Machine learning inference is becoming a core building block for interactive web applications. As a result, the underlying model serving systems on which these applications depend must consistently meet low latency targets. Existing model serving architectures use well-known reactive techniques to alleviate common-case sources of latency, but cannot effectively curtail tail latency caused by unpredictable execution times. Yet the underlying execution times are not fundamentally unpredictable - on the contrary we observe that inference using Deep Neural Network (DNN) models has deterministic performance.
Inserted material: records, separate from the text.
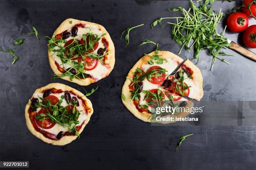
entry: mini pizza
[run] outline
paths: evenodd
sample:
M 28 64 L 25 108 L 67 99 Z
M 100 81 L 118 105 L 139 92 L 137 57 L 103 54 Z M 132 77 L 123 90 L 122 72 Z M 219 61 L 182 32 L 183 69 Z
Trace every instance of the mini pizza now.
M 25 118 L 33 135 L 63 145 L 79 136 L 93 112 L 91 101 L 82 92 L 55 83 L 36 90 L 26 106 Z
M 108 76 L 115 65 L 115 48 L 102 25 L 64 20 L 49 41 L 50 65 L 57 77 L 87 85 Z
M 174 122 L 155 118 L 187 115 L 193 106 L 192 99 L 199 101 L 203 95 L 202 77 L 189 61 L 184 62 L 168 51 L 156 51 L 141 58 L 130 70 L 122 95 L 124 105 L 137 118 L 148 122 Z M 184 108 L 189 111 L 181 109 L 174 114 L 155 113 L 156 108 L 165 106 Z

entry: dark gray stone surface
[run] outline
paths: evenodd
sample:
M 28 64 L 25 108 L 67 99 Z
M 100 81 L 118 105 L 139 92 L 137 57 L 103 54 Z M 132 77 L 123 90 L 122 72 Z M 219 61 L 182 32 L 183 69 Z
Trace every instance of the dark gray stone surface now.
M 236 3 L 218 2 L 214 8 L 230 10 Z M 28 160 L 31 170 L 256 169 L 255 126 L 151 126 L 136 118 L 122 103 L 121 89 L 129 70 L 143 53 L 154 49 L 151 45 L 138 47 L 142 40 L 159 42 L 160 49 L 178 53 L 179 48 L 171 38 L 169 25 L 150 27 L 158 18 L 176 16 L 166 9 L 178 6 L 188 7 L 189 1 L 1 1 L 0 46 L 13 48 L 20 58 L 11 65 L 12 57 L 0 54 L 0 160 Z M 24 110 L 35 90 L 49 83 L 63 83 L 81 90 L 74 83 L 51 80 L 47 41 L 43 37 L 51 35 L 69 18 L 104 26 L 115 45 L 116 62 L 109 76 L 85 88 L 99 87 L 88 97 L 94 112 L 80 138 L 60 147 L 44 143 L 29 132 Z M 145 25 L 131 32 L 130 44 L 125 48 L 121 32 L 141 23 Z M 220 25 L 220 32 L 224 25 Z M 31 25 L 38 30 L 40 40 L 27 35 Z M 241 43 L 241 34 L 227 31 L 226 35 Z M 13 47 L 13 42 L 19 38 L 26 39 L 24 43 Z M 225 57 L 231 65 L 217 61 L 211 72 L 211 57 L 205 51 L 200 53 L 197 66 L 204 78 L 202 100 L 256 100 L 255 62 L 225 51 L 236 55 Z M 192 59 L 193 55 L 184 50 L 179 55 Z M 174 152 L 178 138 L 190 133 L 194 135 Z

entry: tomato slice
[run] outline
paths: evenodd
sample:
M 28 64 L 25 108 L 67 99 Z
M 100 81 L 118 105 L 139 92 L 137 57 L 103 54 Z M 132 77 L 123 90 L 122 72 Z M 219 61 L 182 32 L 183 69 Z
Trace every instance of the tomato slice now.
M 159 66 L 152 66 L 147 71 L 147 73 L 151 72 L 154 70 L 159 70 L 161 69 L 162 69 L 162 68 Z M 158 72 L 157 72 L 156 73 L 154 74 L 153 75 L 155 75 Z M 164 80 L 164 79 L 165 79 L 165 72 L 164 72 L 163 73 L 161 74 L 160 76 L 152 77 L 152 78 L 151 78 L 151 80 L 148 80 L 148 78 L 147 78 L 148 81 L 149 81 L 150 82 L 153 84 L 155 84 L 156 85 L 160 85 L 162 83 Z
M 85 61 L 84 68 L 85 70 L 90 71 L 94 69 L 99 62 L 99 60 L 97 58 L 91 58 L 89 57 L 86 57 L 84 59 Z
M 45 119 L 44 120 L 40 121 L 40 119 L 36 120 L 36 124 L 40 127 L 46 129 L 52 128 L 56 124 L 55 122 L 52 121 L 51 119 L 50 119 L 49 116 L 47 115 L 47 113 L 51 114 L 52 112 L 50 110 L 48 110 L 47 108 L 44 108 L 41 109 L 36 114 L 36 116 L 40 116 L 40 114 L 41 113 L 44 114 L 46 115 L 45 117 Z M 42 118 L 43 118 L 43 117 L 42 117 Z
M 52 105 L 54 105 L 59 102 L 58 98 L 53 95 L 49 95 L 49 96 L 44 98 L 44 99 L 49 100 Z M 44 103 L 45 102 L 43 101 L 43 102 Z
M 178 94 L 176 92 L 165 92 L 165 95 L 169 99 L 172 100 L 172 99 L 170 97 L 170 95 L 171 95 L 173 98 L 173 101 L 178 101 L 182 98 L 182 97 L 178 95 Z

Here, starting with the predictable execution times of individual DNN inferences, we adopt a principled design methodology to successively build a fully distributed model serving system that achieves predictable end-to-end performance. We evaluate our implementation, Clockwork, using production trace workloads, and show that Clockwork can support thousands of models while simultaneously meeting 100ms latency targets for 99.9999% of requests. We further demonstrate that Clockwork exploits predictable execution times to achieve tight request-level service-level objectives (SLOs) as well as a high degree of request-level performance isolation.